How was Ps2 thought to work ???

marconelly!:
In cases when DC can do BM in one pass (with one planar light and flat surface below it), PS2 can do it in two passes, again much otperforming it.
As Teasy was pointing out, the PVR2DC uses the bump map to vary a texture's shading in just a single pass, which is exactly what I said and brought up to contrast its hardwired ease-of-use against the PS2 which can only emulate it through multipass. Yes, there is a pass for the texture first on DC (only when there is an underlying texture, obviously), and PS2 must work steps with the framebuffer in addition and include the actual texture too.

I didn't mention anything about a scenario with no base texture like you put forth, which of course is handled the same way minus a first pass for the base texture.

Regarding the discussion about Naomi 2's plans:
Naomi 2 carried over the standard first-generation parts to enable full backward compatibility, and it still cleverly achieved high-end performance. If the compatibility hadn't been a goal of the project, it's high-end designation might've seen to the use of more powerful and/or higher clocked parts - the inclusion of which being a simple matter at that point.
 
In summary, PSX2 is a MIPS compatible system with a number of programmable devices stuck in, namely two VUs, one IPU, one rasterizer, a sound chip, and an I/O chip.

So was the original PS.
 
and the N64... ;)


PS2 probally follows a principle of KISS to a certain extent.
The programmable VU's dont match the raw GFLOPs/clock capabilities of the GC or PowerVR elan , but the programmability does allow maximum utilisation of the hardware resources.
The GS runs the majority of game polygons very efficiently - things like bump mapping are slower per clock, but unless every drawn polygon is bumpmapped it isn't a great drain on the system.
For very dense meshes with small poly's it becomes a lot more efficient than the PowerVR chip, as the overheads of binning data and then evaluating it start to become excessive.
 
PVR doesn't fill anything - the VRam is the only memory it can address - hence any textures used must be in there before it starts rendering.
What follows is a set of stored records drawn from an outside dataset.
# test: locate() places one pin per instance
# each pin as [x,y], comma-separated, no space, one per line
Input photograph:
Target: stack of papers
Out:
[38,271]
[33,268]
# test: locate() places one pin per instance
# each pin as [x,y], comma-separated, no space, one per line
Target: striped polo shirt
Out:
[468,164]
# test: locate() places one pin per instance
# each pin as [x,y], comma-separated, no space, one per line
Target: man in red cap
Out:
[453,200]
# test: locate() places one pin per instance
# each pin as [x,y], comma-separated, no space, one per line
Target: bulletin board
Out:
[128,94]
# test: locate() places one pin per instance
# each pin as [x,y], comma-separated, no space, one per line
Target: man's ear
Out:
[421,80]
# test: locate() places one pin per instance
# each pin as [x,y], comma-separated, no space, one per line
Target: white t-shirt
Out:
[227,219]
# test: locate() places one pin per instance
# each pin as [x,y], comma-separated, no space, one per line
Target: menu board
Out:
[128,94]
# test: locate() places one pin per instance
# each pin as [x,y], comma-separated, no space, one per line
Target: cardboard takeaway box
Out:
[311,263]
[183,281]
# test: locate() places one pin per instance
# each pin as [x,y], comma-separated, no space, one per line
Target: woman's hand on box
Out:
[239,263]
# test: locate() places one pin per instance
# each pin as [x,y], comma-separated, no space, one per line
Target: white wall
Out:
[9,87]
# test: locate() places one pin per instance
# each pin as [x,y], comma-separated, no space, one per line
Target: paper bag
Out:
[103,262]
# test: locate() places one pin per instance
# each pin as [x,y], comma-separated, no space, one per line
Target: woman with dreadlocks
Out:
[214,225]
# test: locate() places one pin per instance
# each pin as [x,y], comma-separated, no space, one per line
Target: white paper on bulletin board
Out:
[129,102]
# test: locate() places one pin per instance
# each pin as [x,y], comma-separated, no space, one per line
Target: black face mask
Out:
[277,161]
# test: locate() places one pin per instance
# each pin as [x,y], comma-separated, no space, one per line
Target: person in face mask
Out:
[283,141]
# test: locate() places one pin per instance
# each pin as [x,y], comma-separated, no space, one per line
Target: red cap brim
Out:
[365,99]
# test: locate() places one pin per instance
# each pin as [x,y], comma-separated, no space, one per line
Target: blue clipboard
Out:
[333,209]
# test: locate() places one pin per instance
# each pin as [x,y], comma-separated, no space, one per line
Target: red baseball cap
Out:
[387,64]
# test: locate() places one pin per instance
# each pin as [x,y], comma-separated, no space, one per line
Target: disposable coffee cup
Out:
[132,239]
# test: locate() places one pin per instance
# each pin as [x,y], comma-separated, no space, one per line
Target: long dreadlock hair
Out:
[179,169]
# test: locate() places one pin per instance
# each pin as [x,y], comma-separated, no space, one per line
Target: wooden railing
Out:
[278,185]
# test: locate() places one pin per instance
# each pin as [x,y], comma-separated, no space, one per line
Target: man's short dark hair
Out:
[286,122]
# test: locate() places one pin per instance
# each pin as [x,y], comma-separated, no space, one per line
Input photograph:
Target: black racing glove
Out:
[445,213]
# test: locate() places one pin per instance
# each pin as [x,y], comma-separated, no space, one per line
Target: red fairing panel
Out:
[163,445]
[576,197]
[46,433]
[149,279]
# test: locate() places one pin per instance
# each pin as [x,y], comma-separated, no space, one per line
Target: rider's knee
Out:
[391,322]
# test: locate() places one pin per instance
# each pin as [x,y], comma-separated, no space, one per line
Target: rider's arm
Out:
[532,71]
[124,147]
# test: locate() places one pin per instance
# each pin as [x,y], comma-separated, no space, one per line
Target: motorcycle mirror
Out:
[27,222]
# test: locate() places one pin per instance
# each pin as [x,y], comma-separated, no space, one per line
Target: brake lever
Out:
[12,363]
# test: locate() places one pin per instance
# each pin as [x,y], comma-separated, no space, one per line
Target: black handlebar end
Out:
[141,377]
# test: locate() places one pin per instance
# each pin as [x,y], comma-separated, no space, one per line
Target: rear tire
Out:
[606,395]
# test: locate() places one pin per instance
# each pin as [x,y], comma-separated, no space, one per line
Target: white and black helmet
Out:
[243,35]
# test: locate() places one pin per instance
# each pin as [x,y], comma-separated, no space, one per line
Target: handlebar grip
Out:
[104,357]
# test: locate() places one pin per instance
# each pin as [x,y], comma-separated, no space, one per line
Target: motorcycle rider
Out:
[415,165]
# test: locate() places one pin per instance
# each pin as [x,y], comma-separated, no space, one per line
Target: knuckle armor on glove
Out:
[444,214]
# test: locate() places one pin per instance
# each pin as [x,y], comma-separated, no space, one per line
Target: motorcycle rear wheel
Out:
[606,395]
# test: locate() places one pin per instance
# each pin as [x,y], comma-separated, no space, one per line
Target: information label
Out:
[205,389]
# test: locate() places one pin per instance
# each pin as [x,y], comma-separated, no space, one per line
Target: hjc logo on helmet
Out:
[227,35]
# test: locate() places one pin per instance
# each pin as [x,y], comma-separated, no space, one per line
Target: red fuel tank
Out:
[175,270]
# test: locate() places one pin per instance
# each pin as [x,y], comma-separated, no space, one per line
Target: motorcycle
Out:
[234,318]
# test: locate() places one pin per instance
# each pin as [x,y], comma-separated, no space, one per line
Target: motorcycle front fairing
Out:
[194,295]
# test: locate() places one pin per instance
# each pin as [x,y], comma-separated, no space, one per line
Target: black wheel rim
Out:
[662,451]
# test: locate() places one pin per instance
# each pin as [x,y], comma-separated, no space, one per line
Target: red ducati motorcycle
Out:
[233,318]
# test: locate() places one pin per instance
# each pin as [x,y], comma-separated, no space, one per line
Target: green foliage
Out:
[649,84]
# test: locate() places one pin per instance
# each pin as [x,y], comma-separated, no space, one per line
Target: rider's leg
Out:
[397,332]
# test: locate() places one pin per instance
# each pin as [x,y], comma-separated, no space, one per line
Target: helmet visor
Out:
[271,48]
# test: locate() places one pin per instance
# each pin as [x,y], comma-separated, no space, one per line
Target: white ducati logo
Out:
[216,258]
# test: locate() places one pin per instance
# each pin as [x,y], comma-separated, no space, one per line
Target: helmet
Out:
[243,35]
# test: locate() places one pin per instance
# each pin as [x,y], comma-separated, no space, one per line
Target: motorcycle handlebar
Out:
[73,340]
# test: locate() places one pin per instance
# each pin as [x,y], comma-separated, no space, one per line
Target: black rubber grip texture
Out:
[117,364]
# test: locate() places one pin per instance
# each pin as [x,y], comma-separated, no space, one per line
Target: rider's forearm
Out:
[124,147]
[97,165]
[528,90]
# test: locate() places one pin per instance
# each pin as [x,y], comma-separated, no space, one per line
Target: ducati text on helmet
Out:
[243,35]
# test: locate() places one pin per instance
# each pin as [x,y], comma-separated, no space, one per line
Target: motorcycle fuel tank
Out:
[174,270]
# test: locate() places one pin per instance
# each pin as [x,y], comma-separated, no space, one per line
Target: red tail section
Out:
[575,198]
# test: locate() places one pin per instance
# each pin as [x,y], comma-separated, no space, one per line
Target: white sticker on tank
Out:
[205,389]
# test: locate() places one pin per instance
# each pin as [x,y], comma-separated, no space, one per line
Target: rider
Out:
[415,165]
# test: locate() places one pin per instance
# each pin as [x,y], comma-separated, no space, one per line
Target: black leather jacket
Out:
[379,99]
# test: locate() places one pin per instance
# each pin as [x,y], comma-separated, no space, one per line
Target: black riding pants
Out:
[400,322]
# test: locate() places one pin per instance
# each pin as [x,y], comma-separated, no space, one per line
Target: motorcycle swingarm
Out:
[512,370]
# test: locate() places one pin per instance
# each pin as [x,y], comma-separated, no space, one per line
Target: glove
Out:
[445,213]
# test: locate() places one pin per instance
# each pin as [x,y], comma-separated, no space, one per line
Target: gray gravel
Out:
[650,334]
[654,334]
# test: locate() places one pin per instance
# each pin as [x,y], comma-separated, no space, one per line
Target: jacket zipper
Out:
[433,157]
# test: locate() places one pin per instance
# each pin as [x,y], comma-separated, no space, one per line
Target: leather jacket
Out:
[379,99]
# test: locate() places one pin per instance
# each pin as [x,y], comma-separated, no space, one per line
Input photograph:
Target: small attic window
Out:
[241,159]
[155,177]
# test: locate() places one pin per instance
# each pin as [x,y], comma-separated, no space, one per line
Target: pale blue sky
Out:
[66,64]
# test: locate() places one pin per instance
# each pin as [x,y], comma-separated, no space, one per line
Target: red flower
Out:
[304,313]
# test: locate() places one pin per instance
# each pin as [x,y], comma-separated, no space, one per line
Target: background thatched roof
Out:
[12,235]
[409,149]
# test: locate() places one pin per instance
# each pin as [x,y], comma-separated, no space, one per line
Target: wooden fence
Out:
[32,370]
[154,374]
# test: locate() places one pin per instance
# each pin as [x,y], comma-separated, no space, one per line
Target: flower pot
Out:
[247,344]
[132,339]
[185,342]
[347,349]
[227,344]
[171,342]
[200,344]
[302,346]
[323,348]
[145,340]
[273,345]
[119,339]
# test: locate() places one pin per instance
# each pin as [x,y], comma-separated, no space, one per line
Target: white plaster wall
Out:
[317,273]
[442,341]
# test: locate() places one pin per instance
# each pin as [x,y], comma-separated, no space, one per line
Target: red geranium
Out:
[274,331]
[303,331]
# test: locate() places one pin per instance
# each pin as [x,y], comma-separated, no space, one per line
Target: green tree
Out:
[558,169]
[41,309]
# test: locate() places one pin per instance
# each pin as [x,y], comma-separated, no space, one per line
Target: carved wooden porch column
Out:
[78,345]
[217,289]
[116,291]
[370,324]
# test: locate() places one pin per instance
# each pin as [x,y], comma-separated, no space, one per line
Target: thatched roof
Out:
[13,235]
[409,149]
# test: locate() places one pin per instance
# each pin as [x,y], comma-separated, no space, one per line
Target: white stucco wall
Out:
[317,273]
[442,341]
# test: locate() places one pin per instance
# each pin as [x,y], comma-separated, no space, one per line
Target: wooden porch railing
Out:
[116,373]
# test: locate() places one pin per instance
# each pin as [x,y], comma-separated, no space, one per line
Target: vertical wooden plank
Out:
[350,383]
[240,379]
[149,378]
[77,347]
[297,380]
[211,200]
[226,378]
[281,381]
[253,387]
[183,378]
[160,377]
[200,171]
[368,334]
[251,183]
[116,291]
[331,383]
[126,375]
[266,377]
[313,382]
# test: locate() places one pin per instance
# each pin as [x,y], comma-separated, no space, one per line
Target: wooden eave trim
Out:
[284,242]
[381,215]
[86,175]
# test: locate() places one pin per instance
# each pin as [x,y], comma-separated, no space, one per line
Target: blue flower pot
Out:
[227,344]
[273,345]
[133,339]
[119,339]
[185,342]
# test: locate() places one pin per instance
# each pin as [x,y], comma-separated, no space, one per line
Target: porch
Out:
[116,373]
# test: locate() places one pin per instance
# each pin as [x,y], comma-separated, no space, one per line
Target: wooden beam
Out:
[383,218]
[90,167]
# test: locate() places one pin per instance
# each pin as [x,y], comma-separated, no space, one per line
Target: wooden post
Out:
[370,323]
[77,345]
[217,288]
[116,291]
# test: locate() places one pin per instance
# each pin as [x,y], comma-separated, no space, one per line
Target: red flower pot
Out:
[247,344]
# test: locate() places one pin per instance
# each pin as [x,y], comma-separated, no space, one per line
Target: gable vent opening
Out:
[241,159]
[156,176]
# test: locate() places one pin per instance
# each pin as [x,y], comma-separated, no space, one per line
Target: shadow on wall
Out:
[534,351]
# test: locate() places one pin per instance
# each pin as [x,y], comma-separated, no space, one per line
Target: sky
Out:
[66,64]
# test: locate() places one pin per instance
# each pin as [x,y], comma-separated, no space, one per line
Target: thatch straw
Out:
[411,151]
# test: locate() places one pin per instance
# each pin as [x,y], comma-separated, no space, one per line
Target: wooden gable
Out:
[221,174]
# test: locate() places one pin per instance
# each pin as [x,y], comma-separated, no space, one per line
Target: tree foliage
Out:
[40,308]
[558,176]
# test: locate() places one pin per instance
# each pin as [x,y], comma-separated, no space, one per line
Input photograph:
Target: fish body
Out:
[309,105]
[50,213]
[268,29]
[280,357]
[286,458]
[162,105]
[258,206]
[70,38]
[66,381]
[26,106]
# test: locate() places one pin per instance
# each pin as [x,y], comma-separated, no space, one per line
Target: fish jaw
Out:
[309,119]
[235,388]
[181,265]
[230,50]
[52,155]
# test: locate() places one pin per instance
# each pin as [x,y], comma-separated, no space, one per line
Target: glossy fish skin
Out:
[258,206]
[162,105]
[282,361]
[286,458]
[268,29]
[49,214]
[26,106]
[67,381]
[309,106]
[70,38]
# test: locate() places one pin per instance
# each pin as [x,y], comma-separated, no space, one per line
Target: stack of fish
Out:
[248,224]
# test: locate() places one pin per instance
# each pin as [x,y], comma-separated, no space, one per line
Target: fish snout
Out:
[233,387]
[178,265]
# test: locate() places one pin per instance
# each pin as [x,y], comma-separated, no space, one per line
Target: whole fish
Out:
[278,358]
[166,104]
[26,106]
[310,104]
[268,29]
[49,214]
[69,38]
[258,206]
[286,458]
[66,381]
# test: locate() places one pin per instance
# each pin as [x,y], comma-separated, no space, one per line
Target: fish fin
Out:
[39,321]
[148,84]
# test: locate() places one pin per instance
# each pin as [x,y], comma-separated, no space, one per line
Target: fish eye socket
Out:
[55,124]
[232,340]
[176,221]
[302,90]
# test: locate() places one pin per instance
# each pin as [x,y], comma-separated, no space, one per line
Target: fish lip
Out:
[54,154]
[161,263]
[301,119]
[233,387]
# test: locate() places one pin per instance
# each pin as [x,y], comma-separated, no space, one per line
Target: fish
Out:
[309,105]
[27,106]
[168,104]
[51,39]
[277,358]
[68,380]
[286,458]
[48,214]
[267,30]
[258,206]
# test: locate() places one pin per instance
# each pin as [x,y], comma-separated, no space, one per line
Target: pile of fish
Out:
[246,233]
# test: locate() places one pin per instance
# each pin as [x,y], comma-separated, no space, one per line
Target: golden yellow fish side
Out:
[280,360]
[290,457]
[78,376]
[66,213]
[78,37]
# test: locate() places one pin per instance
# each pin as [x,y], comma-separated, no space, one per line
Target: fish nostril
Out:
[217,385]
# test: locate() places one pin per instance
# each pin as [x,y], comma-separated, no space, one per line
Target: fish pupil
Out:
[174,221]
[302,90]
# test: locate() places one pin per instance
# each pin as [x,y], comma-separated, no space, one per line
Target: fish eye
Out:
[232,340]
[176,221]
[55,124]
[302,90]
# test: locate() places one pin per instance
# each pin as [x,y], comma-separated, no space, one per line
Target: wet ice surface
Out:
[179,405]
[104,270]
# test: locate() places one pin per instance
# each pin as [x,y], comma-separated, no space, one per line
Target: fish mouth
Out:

If DC does load all textures into VRam despite the fact that before they're loaded the GPU already knows which ones aren't visible, then that seems like a bit of a missed opportunity to me.

And to bitch a little, I'd prefer not to use the term deferred so generally.

Hey, I'm only using the same term as the person I replied too, so take it up with him :LOL:

Anyway, in regards to multitexture, I was under impression that PVRDC only did one texture per pass?

Not as far as I know, I don't see why that would be the case. After all PVRDC should be very similar to Kyro in this respect. Kyro could do 8 in a signle pass and that was only limited by the drivers.
 
...

So was the original PS.
With original PSX, developers had to worry about only one stream in the graphics pipeline, the display list stream to GPU. With PSX2, developers were forced to deal with three separate streams in the graphics pipeline, two vertex streams to VUs and one texture stream to GS. If any of those three streams were interupted, the whole system would stall and maximum performance would not be achieved.

PSX2 and PSX were very different beasts. With PSP, SCEI admitted their past design mistakes and remodeled the architecture after more conventional 3D renderers like GC and Xbox, in that there is no VU to begin with(all vector operations are handled by CPU via vector instructions, similar to SSE of Xbox) and the GPU is not very programmable.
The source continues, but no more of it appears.